Chapelle des Âmes-du-Purgatoire. Sainte Marguerite. 36 rue Saint Bernard 75011 Paris.
C’est donc ici que l’histoire a commencé : au pied de l’église Sainte Marguerite. C’est ici que le chardonneret avait atterri et m’attendait sur une table de vide-grenier.
Sainte Marguerite c’est l’église du faubourg Saint Antoine, témoin de l’histoire, parfois tragique, de Paris.
Aristide Bruant raconte que Quand elle était p’tite / Le soir elle allait / À Sainte-Marguerite / Où qu’elle se dessalait // À la Bastille / On aime bien / Nini Peau d’chien / Elle est si bonne et si gentille
C’est ici qu’il y a la tombe de l’enfant mort au Donjon du Temple, Louis XVII. Enfin, on le disait jusqu’à ce que des recherches plus modernes disent que, finalement, non.
Un vitrail commémore les Carmélites guillotinées place du Trône le 17 juillet 1794, celles de Dialogue des Carmélites de Georges Bernanos et Francis Poulenc. Un autre rappelle les insurrections de Juin 1848.
C’est ici qu’ont été blessées et assassinées 21 victimes le 13 novembre 2015.

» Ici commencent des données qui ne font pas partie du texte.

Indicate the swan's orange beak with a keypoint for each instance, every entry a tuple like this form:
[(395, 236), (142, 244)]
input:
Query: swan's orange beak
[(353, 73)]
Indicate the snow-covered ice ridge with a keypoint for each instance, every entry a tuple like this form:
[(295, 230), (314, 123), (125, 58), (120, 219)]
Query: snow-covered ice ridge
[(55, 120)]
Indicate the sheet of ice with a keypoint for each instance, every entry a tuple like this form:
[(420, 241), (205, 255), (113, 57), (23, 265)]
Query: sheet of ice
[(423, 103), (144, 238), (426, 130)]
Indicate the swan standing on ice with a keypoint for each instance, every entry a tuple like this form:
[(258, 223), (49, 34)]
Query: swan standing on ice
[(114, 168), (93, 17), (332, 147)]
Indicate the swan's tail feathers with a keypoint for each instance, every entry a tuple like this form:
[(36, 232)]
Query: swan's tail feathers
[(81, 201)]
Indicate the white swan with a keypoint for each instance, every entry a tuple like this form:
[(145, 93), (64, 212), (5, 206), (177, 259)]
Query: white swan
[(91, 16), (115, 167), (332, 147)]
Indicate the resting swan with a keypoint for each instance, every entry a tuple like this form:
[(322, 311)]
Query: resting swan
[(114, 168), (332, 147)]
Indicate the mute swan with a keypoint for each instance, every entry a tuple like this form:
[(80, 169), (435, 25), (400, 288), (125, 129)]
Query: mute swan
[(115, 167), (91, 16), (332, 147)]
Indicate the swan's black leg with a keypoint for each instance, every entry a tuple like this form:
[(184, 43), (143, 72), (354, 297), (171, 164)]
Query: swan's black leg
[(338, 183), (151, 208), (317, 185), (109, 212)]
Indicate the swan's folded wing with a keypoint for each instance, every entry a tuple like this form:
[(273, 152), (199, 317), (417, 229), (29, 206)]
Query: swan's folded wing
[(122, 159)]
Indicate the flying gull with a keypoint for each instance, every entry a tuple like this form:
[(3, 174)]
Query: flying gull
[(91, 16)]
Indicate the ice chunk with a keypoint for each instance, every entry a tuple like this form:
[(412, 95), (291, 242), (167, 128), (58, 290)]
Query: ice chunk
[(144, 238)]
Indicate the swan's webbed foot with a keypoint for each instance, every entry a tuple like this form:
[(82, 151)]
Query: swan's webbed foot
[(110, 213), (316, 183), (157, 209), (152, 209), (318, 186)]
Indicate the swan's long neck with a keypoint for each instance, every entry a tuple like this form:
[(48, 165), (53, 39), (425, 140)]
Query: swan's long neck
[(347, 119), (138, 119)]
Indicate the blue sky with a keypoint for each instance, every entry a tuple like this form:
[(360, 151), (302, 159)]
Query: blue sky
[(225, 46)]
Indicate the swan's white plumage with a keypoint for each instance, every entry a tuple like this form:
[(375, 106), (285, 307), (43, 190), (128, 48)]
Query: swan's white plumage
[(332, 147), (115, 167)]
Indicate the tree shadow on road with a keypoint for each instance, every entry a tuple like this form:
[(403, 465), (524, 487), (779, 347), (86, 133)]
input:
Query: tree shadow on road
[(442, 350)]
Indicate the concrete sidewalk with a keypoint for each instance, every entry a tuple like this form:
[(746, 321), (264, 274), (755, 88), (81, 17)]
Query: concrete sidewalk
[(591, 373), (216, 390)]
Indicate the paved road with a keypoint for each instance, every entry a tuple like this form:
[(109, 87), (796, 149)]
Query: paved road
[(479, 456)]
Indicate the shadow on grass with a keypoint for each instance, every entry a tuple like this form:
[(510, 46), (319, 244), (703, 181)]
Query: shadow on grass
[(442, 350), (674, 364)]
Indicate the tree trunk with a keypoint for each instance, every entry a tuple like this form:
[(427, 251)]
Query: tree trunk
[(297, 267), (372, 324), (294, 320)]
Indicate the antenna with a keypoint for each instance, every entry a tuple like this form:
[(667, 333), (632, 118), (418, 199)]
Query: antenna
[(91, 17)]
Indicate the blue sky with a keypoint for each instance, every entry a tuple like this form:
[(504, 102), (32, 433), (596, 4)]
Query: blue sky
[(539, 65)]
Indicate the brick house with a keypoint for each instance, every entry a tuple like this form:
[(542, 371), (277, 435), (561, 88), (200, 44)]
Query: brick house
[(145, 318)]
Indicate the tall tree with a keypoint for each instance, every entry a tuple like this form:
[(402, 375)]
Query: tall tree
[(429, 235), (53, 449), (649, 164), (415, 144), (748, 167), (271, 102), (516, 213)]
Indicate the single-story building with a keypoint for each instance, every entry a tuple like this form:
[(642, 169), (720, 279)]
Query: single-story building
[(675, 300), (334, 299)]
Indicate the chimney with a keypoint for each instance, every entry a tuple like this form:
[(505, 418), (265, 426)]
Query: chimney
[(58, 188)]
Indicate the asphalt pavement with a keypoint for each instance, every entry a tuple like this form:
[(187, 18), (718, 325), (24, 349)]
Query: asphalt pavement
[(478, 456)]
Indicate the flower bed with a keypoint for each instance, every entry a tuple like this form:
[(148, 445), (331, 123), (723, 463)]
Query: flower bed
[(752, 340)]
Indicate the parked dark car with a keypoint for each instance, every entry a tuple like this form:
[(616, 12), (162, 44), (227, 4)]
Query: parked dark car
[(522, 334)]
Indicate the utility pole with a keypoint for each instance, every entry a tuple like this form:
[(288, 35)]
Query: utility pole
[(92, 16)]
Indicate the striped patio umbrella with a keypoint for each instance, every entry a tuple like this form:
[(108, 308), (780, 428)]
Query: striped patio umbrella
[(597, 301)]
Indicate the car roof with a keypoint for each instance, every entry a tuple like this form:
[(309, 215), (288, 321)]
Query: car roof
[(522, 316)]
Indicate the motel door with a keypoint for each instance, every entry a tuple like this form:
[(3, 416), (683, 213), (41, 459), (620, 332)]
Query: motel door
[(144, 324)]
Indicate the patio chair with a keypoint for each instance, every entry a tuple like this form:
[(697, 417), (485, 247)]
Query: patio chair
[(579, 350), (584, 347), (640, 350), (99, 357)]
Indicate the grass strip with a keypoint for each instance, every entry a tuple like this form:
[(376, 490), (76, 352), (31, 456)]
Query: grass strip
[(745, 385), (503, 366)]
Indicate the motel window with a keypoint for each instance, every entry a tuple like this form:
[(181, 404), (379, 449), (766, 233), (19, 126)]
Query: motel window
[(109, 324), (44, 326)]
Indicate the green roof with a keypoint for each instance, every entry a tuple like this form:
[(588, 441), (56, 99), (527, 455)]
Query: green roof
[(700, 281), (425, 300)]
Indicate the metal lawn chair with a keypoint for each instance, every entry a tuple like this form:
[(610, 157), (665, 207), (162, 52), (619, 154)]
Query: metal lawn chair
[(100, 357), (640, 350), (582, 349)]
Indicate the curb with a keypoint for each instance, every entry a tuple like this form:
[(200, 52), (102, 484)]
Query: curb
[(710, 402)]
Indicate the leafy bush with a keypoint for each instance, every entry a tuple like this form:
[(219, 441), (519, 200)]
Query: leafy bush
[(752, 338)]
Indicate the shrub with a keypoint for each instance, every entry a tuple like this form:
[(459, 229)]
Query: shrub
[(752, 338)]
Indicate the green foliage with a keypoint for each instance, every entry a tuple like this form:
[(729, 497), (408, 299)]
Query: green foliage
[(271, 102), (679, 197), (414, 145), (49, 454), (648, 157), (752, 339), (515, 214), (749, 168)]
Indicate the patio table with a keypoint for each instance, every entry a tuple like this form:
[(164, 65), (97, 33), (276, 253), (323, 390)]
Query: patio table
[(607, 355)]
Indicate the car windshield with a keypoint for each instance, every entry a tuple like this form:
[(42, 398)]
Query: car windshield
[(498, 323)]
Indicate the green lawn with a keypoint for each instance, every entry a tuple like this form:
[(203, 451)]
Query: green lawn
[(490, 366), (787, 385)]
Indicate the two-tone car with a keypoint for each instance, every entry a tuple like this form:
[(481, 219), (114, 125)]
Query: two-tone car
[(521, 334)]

Et puis il y a ce pourquoi j’en parle ici : au fond à gauche, nichée derrière une branche du transept : la Chapelle des Âmes-du-Purgatoire. Elle est née en 1756 de la rencontre entre le curé de Sainte-Marguerite et un jeune architecte, Victor Louis, futur architecte du grand théâtre de Bordeaux. Le curé souhaite agrandir son église, trop petite pour accueillir la population du faubourg, et commande à l’architecte une chapelle funéraire.
Victor Louis choisit un éclairage zénithal et, par un trompe-l’œil génial, transforme le petit espace (15m x 10m) en basilique ! C’est Paolo Antonio Brunetti, décorateur italien qui le réalise. Colonnes et statues sont peintes sur les murs, la voûte en plein cintre est décorée de caissons. Gabriel Briard peint le tableau d’autel qui représente l’envolée des âmes du Purgatoire. La lumière zénithale qui baigne le tableau accentue l’impression de profondeur
Tout est peinture, rien n’est relief. Mais tout est relief, jusqu’aux âmes du purgatoire, bien en chair, qui s’envolent vers des cieux rédempteurs et, souhaitons-leur, une éternité douce. Diderot n’y croyait pas trop qui ne trouvait pas à Briard la puissance de Rubens !
Que Decbel, Brunetti et Briard s’y soient rencontrés me parait du plus joyeux présage. Tous faiseurs de relief avec du plat.
Le chant manque aux oiseaux de Decbel. Les soirs de début et de fin d’été, les cris des enfants juste sortis de l’école Saint-Bernard transforment le square voisin en un chœur de joie ou de pleurs. Quelques heures après, vers 19h, Sainte Marguerite chante. L’Angelus rythme le temps, donne de l’espace, crée l’espace.
Angelus, trompe l’œil, peinture à l’envers, oiseaux dans leur cage de verre, chœur d’enfants. Tout est là, prêt à l’envol.